A respiratory physiologist measures and monitors a patient's respiratory system and function. They help people who have breathing difficulties, chest pain, respiratory diseases and sleep problems using a variety of equipment, methods and tests. The most common lung and airways function test used is spirometry.
A qualified respiratory physiologist could work for hospitals and clinics, both in the private sector and public health, in research, in government departments and organisations. Some respiratory physiologists work for equipment manufacturers and suppliers.
Typical work activities for a respiratory physiologist include:
- using and maintaining respiratory equipment
- measuring lung function and volume
- monitoring breathing in sleep
- allergy testing
- monitoring the effects of exercise on breathing.
Respiratory physiologists can work in research and education, but most are dealing with patients with breathing difficulties, monitoring disorders such as asthma, emphysema, fibrosis and respiratory muscle disease. They help patients to understand and manage their conditions, working with specialist nurses and doctors, physiotherapists, and other healthcare staff. Respiratory physiologists have their own professional body, the Association of Respiratory Technology & Physiology (ARTP), which monitors standards of training and qualifications, runs courses and conferences, and publishes information on new practices and equipment.
A respiratory physiologist tends to work standard hours in a clinic – around 37.5 hours a week – though some respiratory physiologists work shifts and visit patients in their own homes and others work in research.
Respiratory physiology is evolving and advancing as new technical equipment is developed, allowing a greater range of testing and monitoring.

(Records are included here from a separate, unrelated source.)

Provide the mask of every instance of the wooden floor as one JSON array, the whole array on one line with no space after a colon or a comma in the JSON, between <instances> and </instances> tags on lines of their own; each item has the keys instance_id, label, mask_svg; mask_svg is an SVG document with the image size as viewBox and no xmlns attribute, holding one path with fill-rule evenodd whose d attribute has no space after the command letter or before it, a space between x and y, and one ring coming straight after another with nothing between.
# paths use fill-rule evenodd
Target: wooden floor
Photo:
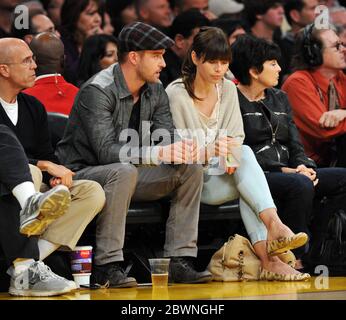
<instances>
[{"instance_id":1,"label":"wooden floor","mask_svg":"<svg viewBox=\"0 0 346 320\"><path fill-rule=\"evenodd\" d=\"M346 277L312 278L307 282L241 282L131 289L80 289L51 298L21 298L0 293L0 300L346 300Z\"/></svg>"}]
</instances>

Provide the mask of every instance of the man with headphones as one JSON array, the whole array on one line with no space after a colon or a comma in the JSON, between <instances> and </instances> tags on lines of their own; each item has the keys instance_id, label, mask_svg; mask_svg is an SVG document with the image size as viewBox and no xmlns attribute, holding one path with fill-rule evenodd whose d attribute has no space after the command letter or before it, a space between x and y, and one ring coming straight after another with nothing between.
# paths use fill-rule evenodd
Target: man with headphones
<instances>
[{"instance_id":1,"label":"man with headphones","mask_svg":"<svg viewBox=\"0 0 346 320\"><path fill-rule=\"evenodd\" d=\"M293 109L306 154L320 167L346 167L346 47L332 26L300 31L282 86Z\"/></svg>"},{"instance_id":2,"label":"man with headphones","mask_svg":"<svg viewBox=\"0 0 346 320\"><path fill-rule=\"evenodd\" d=\"M30 49L37 64L35 85L24 90L34 96L45 107L47 112L70 114L78 88L68 83L61 75L64 71L64 44L52 32L36 35Z\"/></svg>"}]
</instances>

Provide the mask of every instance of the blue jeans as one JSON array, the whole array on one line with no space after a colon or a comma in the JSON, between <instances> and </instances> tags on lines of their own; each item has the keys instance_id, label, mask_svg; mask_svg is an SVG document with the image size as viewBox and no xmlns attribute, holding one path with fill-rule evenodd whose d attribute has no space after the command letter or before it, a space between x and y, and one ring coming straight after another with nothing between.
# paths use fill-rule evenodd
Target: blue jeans
<instances>
[{"instance_id":1,"label":"blue jeans","mask_svg":"<svg viewBox=\"0 0 346 320\"><path fill-rule=\"evenodd\" d=\"M251 243L267 240L267 229L259 214L276 206L263 170L246 145L242 146L241 165L234 174L204 175L201 202L220 205L238 198L240 214Z\"/></svg>"}]
</instances>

New research and treatments are being developed which allow greater understanding of lung volumes, respiratory gas exchange, breathing during sleep and responses to exercise.

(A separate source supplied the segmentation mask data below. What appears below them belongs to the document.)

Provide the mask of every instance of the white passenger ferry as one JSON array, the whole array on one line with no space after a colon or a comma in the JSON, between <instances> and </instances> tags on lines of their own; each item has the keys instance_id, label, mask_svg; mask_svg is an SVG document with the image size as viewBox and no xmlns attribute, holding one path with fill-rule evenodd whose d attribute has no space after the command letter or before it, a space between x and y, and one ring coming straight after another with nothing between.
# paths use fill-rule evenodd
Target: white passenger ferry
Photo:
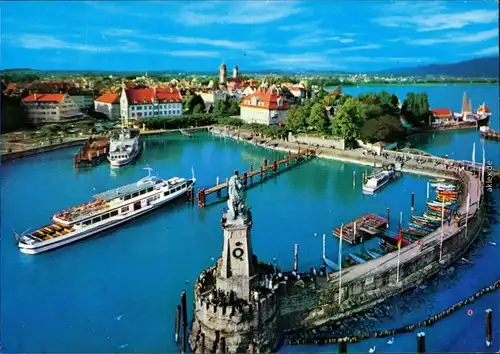
<instances>
[{"instance_id":1,"label":"white passenger ferry","mask_svg":"<svg viewBox=\"0 0 500 354\"><path fill-rule=\"evenodd\" d=\"M110 229L184 195L196 179L173 177L163 180L151 176L136 183L94 195L87 204L63 210L52 217L53 223L23 235L17 235L23 253L42 253Z\"/></svg>"},{"instance_id":2,"label":"white passenger ferry","mask_svg":"<svg viewBox=\"0 0 500 354\"><path fill-rule=\"evenodd\" d=\"M363 194L373 194L383 186L385 186L394 177L393 170L380 171L374 176L368 178L368 181L363 185Z\"/></svg>"},{"instance_id":3,"label":"white passenger ferry","mask_svg":"<svg viewBox=\"0 0 500 354\"><path fill-rule=\"evenodd\" d=\"M134 160L141 151L139 129L122 128L111 133L108 161L113 167L120 167Z\"/></svg>"}]
</instances>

You'll find vacancies advertised on the ARTP website and its own professional journal ARTP Inspire as well as jobs platforms run by the NHS and healthcare trusts. Other jobs may be advertised in national and local newspapers.
Personal Qualities and Skills
Key skills for respiratory physiologists
- Excellent communication and good professional manner
- Good at working with teams and individuals
- An interest in science and technology
- Ability to analyse results
- Ability to deal with patients of all ages
- Emotional resilience.
Pay And Opportunities
Typical employers of respiratory physiologists
- The National Health Service (NHS)
- Government departments
- Private hospitals and clinics
- Manufacturers of equipment
- Colleges and universities
- Specialist research units and charities.
Qualifications and training required
Students who want to become respiratory physiologists can take an accredited healthcare science (respiratory and sleep physiology) BSc degree at university, which combines workplace training with academic study. You may be accepted to study for a masters degree qualification in clinical science (cardiac, vascular, respiratory and sleep sciences), on the graduate entry NHS Scientist Training Programme (STP) if you already have a relevant degree, such as physiology, pure or applied physics, engineering, biology or human biology. If you are an experienced registered clinical scientist, you can apply for higher specialist scientist training (HSST), to gain doctoral level qualifications.
BSc physiological sciences
Current BSc first degree courses in physiological sciences involve the following...
Typical first year units include human physiology, cell biology, biomolecules and microbiology plus clinical placements. Second year studies may include disease processes, the science of respiratory and sleep physiology and further specialist clinical training. Third year studies include work-based learning in a specialist unit dealing with the practice of respiratory and sleep physiology, plus a project – either laboratory-based research, or a dissertation.
Once qualified, respiratory physiologists can apply to be a member of the Association for Respiratory Technology & Physiology (ARTP) and join the Registration Council for Clinical Physiologists (RCCP).
Applying for a degree course in respiratory physiology
To apply for a typical BSc course, you will need 120 UCAS points from two or more science A levels or Scottish Highers, plus GCSEs (or equivalent) in sciences, mathematics, and English language. Other acceptable qualifications include: 122 UCAS points from Access to Higher Education Diploma in science, medicine, dentistry or pharmacy a BTEC Extended Diploma at Level 3 with 60 credits from relevant science units. Applicants are also interviewed. Other routes on to courses include science foundation years and accreditation for prior learning, qualification and experience. Some universities offer four-year masters level courses.